Although their agreement covered certain necessary items such as listing assets, bank accounts and insurance policies, division of household contents, etc, it neglected to deal with spousal support for the wife and did not provide for a fair division of the husband’s pension. Later, when the wife realized she did not receive a fair settlement under their “do-it-yourself” agreement, she brought the matter to court to have it remedied.
The court reviewed the document as well as the circumstances in which it was negotiated and signed. Although both parties had received the benefits of the separation agreement and fulfilled their respective obligations, they lacked very fundamental information at the time as neither had an accurate understanding of the agreement or its ramifications. From a legal stand- point, the agreement did not comply with the statutory scheme of property division and support that was envisioned by the Ontario Family Law Act.

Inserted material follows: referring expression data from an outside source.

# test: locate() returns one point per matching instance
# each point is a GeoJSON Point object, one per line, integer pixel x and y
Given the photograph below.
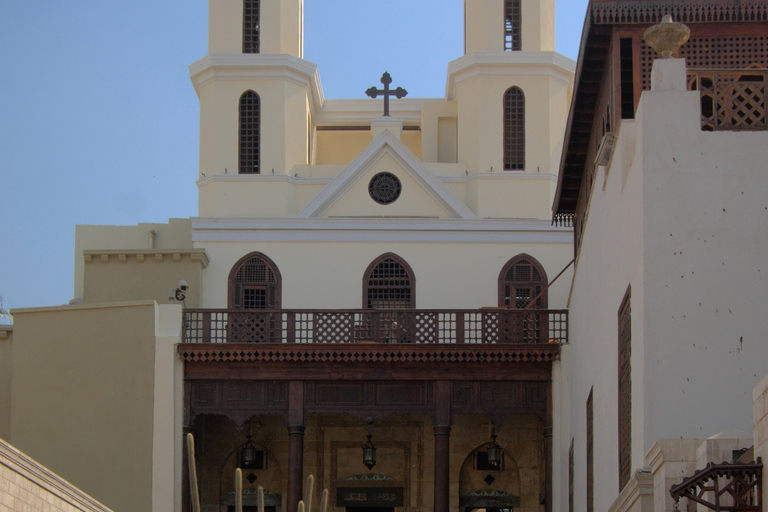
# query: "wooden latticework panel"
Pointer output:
{"type": "Point", "coordinates": [625, 392]}
{"type": "Point", "coordinates": [254, 283]}
{"type": "Point", "coordinates": [712, 52]}
{"type": "Point", "coordinates": [496, 326]}
{"type": "Point", "coordinates": [514, 129]}
{"type": "Point", "coordinates": [389, 284]}
{"type": "Point", "coordinates": [522, 280]}
{"type": "Point", "coordinates": [250, 133]}
{"type": "Point", "coordinates": [646, 12]}
{"type": "Point", "coordinates": [512, 19]}
{"type": "Point", "coordinates": [254, 327]}
{"type": "Point", "coordinates": [251, 25]}
{"type": "Point", "coordinates": [731, 100]}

In light of this fundamental misunderstanding and mutual mistake, the court had the authority to correct the agreement’s terms. This included ordering the husband to assign and transfer about $80,000 to his wife from his pension with interest.
In this case, the couple went the “do-it-yourself” route in order to save money. Instead, they each had to hire lawyers and had to spend a costly day in court.

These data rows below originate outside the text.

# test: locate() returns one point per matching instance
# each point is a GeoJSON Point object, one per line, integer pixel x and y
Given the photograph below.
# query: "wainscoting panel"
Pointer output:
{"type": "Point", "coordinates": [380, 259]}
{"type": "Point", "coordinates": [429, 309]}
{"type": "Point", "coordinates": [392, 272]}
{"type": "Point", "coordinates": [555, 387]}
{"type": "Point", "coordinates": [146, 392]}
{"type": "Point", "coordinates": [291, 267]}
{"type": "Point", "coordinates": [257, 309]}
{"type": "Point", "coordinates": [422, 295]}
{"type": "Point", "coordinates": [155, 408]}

Another case, Demaine v. Racine, provides further illustration of how a couple’s attempt to minimize legal fees actually ended up with a costly day in court.

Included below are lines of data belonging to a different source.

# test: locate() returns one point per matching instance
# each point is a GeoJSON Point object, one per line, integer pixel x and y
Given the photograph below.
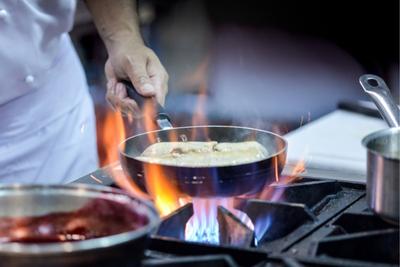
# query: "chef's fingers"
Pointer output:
{"type": "Point", "coordinates": [137, 73]}
{"type": "Point", "coordinates": [117, 97]}
{"type": "Point", "coordinates": [159, 78]}
{"type": "Point", "coordinates": [109, 70]}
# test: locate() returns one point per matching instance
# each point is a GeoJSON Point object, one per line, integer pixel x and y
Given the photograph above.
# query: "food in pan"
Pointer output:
{"type": "Point", "coordinates": [203, 154]}
{"type": "Point", "coordinates": [99, 217]}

In 2005, the couple had drafted their own cohabitation agreement based on a sample they found online. Once again, in an attempt to save money, their agreement was created without the assistance of independent legal advice for either party. Their goal for their agreement was to protect their respective pre-relationship assets in advance of their 2006 marriage. The agreement was signed at their Ottawa home in the presence of the wife’s friend, who served as the witness.
However, when the couple separated in 2011, the husband denied ever signing the agreement at all. He applied to the court to have it set aside, claiming that even if he did sign it, it was not fair or reasonable. The court found in the wife’s favour, that the agreement was enforceable as it was a valid domestic contract. In addition, the husbands claim that he did not sign the agreement was found to be unconvincing. The court concluded that there were no legal grounds for setting aside the agreement.
The couple had each adequately disclosed their financial information to the other prior to signing the agreement; there was no evidence of duress; and no misrepresentations on either side. The agreement complied with all the legal formalities required by Ontario law and both parties benefitted under the agreement. Additionally, the court dismissed the husbands claim that, as he did not have independent legal advice, he did not understand the nature or consequences of the agreement. The “do-it-yourself” agreement was the husband’s choice in order to save on legal costs. The court found that he understood the agreement and its ramifications even without a lawyer. The agreement was fair, freely negotiated and valid.